2CT4-2-EtO

Clinical data
- Other names: 2CT4-2EtO; 2CT4-2-ETO; 2CT-4-2-ETO; 2C-T-4-2-EtO; 2-Ethoxy-5-methoxy-4-isopropylthiophenethylamine; 2-Ethoxy-4-isopropylthio-5-methoxyphenethylamine; Tenderness
- Routes of administration: Oral
- Drug class: Psychoactive drug
- ATC code: None;

Pharmacokinetic data
- Duration of action: ~10 hours

Identifiers
- IUPAC name 2-[2-ethoxy-5-methoxy-4-(propan-2-ylsulfanyl)phenyl]ethan-1-amine;

Chemical and physical data
- Formula: C_{14}H_{23}NO_{2}S
- Molar mass: 269.40 g·mol^{−1}
- 3D model (JSmol): Interactive image;
- SMILES CCOC1=CC(SC(C)C)=C(OC)C=C1CCN;
- InChI InChI=1S/C14H23NO2S/c1-5-17-12-9-14(18-10(2)3)13(16-4)8-11(12)6-7-15/h8-10H,5-7,15H2,1-4H3; Key:BASFTYSLRQAKTB-UHFFFAOYSA-N;

= 2CT4-2-EtO =

2CT4-2-EtO, also known as 2-ethoxy-5-methoxy-4-isopropylthiophenethylamine or as Tenderness, is a psychoactive drug of the phenethylamine, 2C, and TWEETIO families related to the psychedelic drug 2C-T-4. It is the derivative of 2C-T-4 in which the methoxy group at the 2 position has been replaced with an ethoxy group.
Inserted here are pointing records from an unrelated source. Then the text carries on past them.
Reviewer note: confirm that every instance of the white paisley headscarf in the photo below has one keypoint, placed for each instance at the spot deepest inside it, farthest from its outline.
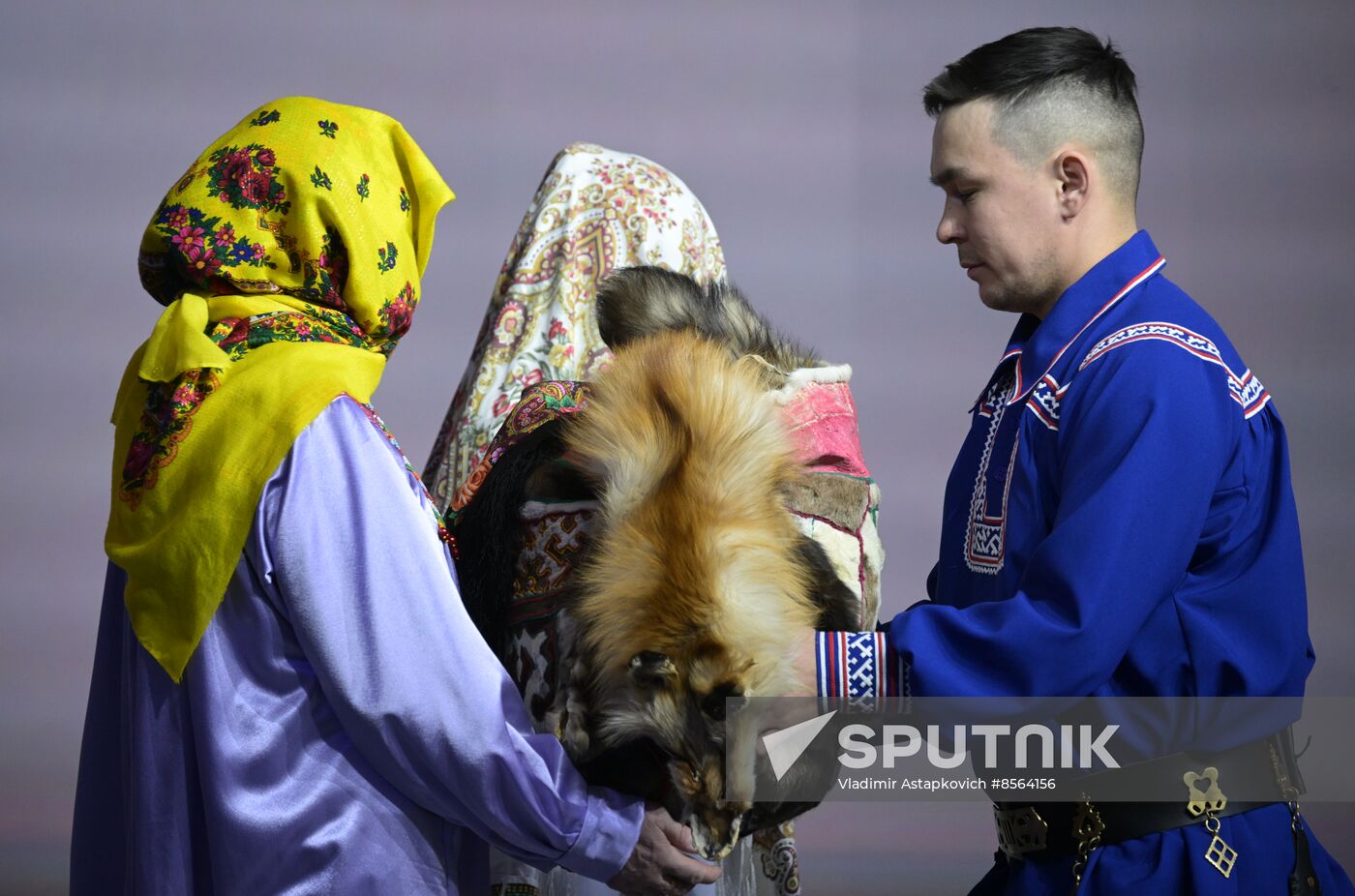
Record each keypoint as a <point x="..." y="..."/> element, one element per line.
<point x="595" y="210"/>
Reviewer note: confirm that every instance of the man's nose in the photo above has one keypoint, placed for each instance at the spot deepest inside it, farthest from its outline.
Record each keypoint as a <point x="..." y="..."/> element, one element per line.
<point x="948" y="229"/>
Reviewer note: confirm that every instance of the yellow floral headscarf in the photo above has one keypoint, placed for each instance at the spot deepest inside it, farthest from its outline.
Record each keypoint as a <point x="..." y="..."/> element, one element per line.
<point x="288" y="259"/>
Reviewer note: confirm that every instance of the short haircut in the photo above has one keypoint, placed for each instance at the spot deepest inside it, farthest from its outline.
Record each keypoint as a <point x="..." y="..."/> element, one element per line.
<point x="1050" y="85"/>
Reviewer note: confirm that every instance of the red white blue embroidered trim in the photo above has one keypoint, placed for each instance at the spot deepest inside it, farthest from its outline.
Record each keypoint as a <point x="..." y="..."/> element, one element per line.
<point x="859" y="669"/>
<point x="1019" y="392"/>
<point x="1045" y="399"/>
<point x="1246" y="389"/>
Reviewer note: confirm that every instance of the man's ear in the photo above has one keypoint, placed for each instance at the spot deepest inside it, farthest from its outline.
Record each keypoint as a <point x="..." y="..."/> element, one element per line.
<point x="1073" y="172"/>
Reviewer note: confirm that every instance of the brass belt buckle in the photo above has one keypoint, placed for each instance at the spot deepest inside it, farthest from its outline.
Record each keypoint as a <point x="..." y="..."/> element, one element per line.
<point x="1020" y="831"/>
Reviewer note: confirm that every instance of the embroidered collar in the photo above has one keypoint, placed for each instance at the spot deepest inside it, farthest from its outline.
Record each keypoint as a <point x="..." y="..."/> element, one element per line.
<point x="1037" y="344"/>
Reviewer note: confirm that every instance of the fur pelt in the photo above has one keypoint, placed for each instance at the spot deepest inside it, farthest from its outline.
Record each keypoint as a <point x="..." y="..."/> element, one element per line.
<point x="697" y="581"/>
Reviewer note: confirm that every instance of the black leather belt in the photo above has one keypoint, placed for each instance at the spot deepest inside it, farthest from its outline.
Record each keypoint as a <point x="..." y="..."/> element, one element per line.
<point x="1054" y="830"/>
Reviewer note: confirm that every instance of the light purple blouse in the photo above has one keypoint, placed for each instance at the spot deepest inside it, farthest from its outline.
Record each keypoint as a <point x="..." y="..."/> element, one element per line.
<point x="342" y="726"/>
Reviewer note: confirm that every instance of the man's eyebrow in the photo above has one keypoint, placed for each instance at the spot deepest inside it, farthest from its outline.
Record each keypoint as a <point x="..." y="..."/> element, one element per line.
<point x="950" y="175"/>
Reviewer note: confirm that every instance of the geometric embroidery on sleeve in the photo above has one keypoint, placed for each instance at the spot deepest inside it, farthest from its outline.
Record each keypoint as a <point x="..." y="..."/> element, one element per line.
<point x="858" y="669"/>
<point x="986" y="534"/>
<point x="1247" y="391"/>
<point x="1043" y="402"/>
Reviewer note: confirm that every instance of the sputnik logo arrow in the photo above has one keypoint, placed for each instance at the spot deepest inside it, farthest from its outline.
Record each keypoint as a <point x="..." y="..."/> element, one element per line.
<point x="786" y="746"/>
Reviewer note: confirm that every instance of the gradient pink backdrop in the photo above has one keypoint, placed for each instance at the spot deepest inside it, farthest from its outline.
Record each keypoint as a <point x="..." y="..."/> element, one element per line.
<point x="799" y="128"/>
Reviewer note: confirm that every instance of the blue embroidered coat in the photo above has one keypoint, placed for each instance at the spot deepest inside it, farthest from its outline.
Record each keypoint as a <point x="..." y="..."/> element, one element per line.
<point x="1120" y="521"/>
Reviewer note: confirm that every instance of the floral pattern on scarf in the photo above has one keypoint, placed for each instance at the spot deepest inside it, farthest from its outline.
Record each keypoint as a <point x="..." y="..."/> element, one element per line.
<point x="595" y="210"/>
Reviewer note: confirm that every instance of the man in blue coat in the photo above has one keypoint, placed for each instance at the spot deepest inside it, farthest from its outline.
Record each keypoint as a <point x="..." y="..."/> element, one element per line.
<point x="1120" y="520"/>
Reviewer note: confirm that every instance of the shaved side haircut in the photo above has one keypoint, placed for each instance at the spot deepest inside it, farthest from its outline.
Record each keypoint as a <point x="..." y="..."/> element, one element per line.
<point x="1050" y="87"/>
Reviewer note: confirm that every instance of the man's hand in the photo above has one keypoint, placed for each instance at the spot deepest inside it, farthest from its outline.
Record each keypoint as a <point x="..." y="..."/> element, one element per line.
<point x="659" y="866"/>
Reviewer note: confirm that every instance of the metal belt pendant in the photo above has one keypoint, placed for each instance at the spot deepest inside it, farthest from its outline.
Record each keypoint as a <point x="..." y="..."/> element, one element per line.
<point x="1209" y="801"/>
<point x="1087" y="828"/>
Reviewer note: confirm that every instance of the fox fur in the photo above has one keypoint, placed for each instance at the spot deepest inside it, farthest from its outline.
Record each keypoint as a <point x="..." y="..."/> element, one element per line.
<point x="697" y="581"/>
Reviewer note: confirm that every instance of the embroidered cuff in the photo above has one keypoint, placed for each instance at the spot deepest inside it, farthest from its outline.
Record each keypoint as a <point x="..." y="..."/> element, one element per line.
<point x="858" y="670"/>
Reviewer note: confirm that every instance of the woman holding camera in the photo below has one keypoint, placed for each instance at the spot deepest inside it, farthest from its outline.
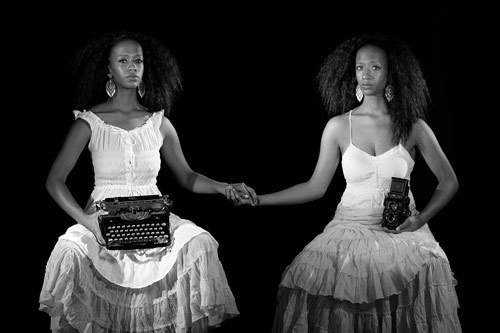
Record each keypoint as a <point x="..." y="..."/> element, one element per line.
<point x="357" y="276"/>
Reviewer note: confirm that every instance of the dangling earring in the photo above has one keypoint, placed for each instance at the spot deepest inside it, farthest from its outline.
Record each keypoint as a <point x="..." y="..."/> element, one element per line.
<point x="359" y="93"/>
<point x="110" y="86"/>
<point x="389" y="93"/>
<point x="141" y="89"/>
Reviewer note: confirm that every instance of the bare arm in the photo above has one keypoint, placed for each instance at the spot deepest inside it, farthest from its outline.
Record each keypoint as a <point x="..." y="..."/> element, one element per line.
<point x="76" y="140"/>
<point x="438" y="163"/>
<point x="187" y="178"/>
<point x="317" y="185"/>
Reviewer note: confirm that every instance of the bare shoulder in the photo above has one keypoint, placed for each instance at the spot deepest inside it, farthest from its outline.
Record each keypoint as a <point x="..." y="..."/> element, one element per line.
<point x="421" y="130"/>
<point x="338" y="123"/>
<point x="337" y="127"/>
<point x="166" y="127"/>
<point x="100" y="108"/>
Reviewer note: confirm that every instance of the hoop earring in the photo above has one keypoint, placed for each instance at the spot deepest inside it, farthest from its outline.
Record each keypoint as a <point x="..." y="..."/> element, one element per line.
<point x="359" y="93"/>
<point x="389" y="93"/>
<point x="141" y="89"/>
<point x="110" y="86"/>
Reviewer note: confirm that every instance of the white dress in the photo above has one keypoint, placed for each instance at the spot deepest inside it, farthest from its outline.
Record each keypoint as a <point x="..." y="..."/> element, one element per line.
<point x="354" y="277"/>
<point x="170" y="289"/>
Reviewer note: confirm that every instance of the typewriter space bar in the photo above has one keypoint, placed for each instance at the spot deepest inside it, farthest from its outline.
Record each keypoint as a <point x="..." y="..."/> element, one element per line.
<point x="136" y="244"/>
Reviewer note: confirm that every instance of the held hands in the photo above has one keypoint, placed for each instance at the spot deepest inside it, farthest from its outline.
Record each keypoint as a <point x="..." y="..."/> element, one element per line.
<point x="239" y="194"/>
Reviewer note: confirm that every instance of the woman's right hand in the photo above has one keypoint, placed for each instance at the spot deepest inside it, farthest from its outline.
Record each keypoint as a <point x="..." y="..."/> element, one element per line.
<point x="91" y="222"/>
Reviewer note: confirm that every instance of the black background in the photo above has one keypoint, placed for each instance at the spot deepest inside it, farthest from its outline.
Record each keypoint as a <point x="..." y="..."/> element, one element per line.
<point x="249" y="112"/>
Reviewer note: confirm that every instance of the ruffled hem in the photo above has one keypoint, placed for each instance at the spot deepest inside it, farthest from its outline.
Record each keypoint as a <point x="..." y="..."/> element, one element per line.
<point x="362" y="265"/>
<point x="423" y="306"/>
<point x="196" y="288"/>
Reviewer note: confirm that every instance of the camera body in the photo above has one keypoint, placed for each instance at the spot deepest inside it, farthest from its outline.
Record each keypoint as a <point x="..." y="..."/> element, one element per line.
<point x="396" y="204"/>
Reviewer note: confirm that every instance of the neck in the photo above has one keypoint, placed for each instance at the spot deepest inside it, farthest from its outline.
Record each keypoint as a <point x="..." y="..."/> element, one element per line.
<point x="125" y="100"/>
<point x="374" y="105"/>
According to Alexander Shulgin in his book PiHKAL (Phenethylamines I Have Known and Loved) and other publications, 2CT4-2-EtO's dose is 10 to 25 mg orally and its duration is approximately 10 hours. Doses between 10 and 25 mg with 5-mg increments resulted in virtually no differences in effects or duration, with a gentle "plus-two" on the Shulgin Rating Scale being reached independently of dose. However, in another publication, Shulgin stated that the dose affected the duration only. The effects of 2CT4-2-EtO have been reported to include "a peaceful meditative inner receptiveness and clarity" and "an honest connection felt with those who were present during the experience". This resulted in the drug being given the nickname "Tenderness". 2CT4-2-EtO also caused uncomfortable sleep.
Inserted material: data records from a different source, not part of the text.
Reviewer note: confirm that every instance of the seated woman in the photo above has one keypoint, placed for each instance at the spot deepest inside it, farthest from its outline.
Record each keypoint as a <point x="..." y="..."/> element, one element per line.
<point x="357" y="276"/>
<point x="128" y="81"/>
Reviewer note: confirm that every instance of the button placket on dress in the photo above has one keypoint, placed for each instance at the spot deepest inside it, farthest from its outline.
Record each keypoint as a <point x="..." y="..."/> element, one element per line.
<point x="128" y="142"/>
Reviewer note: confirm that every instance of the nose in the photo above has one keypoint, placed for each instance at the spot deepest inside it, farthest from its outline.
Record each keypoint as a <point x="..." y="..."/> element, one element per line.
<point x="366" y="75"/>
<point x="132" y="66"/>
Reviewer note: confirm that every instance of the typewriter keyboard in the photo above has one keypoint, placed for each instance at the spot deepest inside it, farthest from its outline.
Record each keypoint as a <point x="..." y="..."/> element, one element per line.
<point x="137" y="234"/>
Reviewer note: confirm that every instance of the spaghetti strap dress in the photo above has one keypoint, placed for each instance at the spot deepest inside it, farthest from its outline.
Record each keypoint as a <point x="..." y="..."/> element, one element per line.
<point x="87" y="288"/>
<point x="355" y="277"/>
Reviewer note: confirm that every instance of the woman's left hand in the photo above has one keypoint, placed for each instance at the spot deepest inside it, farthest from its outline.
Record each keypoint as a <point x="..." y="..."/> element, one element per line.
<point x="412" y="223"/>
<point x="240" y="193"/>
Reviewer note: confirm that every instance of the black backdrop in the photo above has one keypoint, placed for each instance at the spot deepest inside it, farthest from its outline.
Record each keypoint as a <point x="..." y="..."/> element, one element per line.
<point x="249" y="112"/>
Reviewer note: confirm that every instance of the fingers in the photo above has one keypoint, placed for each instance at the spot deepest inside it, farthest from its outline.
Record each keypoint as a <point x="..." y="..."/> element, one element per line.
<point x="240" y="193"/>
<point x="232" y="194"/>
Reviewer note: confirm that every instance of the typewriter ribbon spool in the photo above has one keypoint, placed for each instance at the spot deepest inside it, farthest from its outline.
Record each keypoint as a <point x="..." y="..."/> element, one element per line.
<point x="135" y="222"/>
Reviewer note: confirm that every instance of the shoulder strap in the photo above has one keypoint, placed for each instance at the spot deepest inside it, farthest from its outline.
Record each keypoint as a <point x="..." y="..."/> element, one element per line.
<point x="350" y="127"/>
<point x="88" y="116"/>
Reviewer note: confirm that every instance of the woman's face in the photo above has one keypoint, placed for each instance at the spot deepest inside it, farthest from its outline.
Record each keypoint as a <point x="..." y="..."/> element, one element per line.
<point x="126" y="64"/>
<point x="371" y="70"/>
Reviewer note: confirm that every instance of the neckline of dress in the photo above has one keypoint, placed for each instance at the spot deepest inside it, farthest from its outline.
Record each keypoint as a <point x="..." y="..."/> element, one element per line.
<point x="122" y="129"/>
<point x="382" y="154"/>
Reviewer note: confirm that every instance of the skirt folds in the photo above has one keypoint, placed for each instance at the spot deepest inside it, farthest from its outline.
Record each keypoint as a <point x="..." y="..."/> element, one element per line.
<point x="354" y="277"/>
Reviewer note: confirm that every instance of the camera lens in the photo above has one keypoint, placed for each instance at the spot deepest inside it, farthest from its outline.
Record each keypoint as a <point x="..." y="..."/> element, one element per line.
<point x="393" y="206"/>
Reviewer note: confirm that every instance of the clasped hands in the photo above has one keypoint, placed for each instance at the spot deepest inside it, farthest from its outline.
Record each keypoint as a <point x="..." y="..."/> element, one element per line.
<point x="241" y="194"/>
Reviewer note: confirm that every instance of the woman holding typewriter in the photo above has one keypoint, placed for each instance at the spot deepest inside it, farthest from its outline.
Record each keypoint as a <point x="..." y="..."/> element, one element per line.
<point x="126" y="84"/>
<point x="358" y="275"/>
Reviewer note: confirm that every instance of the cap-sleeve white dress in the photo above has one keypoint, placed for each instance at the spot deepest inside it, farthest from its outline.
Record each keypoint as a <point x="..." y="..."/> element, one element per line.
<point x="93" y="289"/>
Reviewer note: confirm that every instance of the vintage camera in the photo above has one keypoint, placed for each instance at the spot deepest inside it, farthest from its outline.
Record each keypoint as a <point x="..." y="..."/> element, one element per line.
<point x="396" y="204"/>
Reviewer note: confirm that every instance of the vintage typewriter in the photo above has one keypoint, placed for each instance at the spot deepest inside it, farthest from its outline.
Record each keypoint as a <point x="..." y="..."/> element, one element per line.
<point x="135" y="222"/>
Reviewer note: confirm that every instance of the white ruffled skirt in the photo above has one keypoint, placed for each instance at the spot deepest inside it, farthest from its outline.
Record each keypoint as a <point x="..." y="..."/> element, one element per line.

The chemical synthesis of 2CT4-2-EtO has been described.

2CT4-2-EtO was first described in the literature by Shulgin in PiHKAL in 1991. It was developed and tested by Darrell Lemaire, with publication via personal communication with Shulgin. The drug is a controlled substance in Canada under phenethylamine blanket-ban language.